# SPDX-FileCopyrightText: Copyright (c) 2025-2026 NVIDIA CORPORATION & AFFILIATES. All rights reserved.
# SPDX-License-Identifier: Apache-2.0
title:Tokenizer
---
The Dynamo Frontend supports multiple tokenizer backends for BPE-based `tokenizer.json` models. `BPE` is the underlying tokenization algorithm, not a backend-specific feature: both the default HuggingFace path and the `fastokens` path can serve these models. The backend choice controls which implementation performs tokenization before requests are sent to the inference engine.
## Tokenizer Backends
#### `default` HuggingFace Tokenizers
The default backend uses the [HuggingFace `tokenizers`](https://github.com/huggingface/tokenizers) library (Rust).

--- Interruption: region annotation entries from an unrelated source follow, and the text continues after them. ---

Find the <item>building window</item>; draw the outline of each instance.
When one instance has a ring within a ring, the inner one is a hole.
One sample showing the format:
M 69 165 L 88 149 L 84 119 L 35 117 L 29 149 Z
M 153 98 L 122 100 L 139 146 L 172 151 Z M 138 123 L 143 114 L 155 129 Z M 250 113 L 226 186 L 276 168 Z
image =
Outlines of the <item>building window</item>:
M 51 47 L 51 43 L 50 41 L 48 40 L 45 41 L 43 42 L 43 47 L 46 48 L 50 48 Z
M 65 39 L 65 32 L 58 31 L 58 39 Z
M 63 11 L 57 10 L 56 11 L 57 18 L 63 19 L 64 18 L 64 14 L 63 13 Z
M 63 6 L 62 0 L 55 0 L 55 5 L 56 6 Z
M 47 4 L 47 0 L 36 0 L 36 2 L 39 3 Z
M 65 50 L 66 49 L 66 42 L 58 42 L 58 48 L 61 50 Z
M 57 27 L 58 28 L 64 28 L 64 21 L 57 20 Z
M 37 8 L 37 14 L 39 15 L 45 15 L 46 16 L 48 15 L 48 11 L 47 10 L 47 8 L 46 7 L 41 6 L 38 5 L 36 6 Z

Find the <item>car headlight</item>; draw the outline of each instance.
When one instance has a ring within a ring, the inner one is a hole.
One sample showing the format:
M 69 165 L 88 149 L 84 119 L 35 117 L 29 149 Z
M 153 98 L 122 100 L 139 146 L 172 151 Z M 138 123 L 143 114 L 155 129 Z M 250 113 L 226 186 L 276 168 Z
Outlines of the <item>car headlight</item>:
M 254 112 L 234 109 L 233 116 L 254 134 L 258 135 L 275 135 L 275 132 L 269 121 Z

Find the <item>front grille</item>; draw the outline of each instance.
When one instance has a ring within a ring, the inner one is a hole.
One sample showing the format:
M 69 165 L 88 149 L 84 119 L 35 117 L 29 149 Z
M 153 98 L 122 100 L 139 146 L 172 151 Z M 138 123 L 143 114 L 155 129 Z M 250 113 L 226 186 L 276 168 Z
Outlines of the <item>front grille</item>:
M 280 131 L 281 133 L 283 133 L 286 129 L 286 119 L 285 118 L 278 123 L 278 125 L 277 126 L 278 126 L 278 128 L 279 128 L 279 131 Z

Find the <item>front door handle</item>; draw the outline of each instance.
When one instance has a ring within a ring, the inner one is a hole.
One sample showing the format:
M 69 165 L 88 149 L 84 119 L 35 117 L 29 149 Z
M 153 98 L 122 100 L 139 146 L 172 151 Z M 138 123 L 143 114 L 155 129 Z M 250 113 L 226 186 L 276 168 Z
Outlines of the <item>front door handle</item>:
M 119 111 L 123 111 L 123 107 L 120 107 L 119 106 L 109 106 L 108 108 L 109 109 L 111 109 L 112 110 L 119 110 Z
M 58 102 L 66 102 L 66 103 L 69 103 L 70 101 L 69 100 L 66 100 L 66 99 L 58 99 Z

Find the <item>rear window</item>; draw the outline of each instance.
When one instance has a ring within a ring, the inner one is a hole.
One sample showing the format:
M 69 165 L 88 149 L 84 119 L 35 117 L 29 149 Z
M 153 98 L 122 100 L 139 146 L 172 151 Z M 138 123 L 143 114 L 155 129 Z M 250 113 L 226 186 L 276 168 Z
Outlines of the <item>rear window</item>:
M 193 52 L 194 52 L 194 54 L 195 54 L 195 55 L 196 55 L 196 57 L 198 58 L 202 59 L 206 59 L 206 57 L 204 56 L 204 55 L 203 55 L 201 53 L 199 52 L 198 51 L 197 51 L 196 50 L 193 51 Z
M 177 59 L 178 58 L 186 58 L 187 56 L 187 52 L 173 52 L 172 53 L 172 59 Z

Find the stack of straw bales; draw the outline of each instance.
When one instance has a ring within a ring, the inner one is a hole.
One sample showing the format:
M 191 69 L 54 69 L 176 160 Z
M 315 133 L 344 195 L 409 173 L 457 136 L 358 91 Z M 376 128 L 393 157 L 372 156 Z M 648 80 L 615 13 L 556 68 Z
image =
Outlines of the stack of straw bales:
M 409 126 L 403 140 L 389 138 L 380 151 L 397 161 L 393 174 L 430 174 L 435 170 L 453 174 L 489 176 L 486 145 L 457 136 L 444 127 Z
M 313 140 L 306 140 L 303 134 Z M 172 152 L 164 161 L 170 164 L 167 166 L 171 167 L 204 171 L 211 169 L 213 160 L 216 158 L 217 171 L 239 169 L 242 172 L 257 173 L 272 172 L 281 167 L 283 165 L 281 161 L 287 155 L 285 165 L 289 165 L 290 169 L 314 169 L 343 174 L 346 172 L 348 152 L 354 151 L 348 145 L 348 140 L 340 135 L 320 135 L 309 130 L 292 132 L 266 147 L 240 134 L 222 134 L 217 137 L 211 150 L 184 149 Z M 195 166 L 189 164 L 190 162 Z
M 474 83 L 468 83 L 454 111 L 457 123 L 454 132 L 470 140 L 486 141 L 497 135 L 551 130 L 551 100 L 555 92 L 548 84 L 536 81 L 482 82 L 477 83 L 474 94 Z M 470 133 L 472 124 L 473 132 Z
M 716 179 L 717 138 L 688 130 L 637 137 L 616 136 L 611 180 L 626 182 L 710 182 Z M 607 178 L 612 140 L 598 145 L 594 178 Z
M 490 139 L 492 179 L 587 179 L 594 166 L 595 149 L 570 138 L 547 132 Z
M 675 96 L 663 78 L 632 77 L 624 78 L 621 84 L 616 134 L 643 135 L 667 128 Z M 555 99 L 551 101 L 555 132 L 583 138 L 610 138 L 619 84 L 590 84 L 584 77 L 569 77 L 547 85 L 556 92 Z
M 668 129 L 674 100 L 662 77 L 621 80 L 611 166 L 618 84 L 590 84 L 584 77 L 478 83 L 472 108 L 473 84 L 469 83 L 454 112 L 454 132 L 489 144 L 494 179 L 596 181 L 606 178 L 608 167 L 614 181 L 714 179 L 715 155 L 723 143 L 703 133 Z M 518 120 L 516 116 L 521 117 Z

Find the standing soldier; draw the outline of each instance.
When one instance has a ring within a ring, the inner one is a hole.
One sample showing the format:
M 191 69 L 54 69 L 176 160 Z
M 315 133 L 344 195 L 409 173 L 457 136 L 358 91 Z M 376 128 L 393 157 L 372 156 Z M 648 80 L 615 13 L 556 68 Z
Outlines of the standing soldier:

It supports features in `tokenizer.json` files (normalizers, pre-tokenizers, post-processors, decoders, added tokens with special-token flags, and byte-fallback).
#### `fastokens` High-Performance Encoder
The `fastokens` backend uses the [`fastokens`](https://github.com/Atero-ai/fastokens) crate, a purpose-built encoder optimized for throughput on supported BPE `tokenizer.json` models.
It is a _hybrid_ backend: encoding uses `fastokens` while decoding falls back to HuggingFace so that incremental detokenization, byte-fallback, and special-token handling work correctly.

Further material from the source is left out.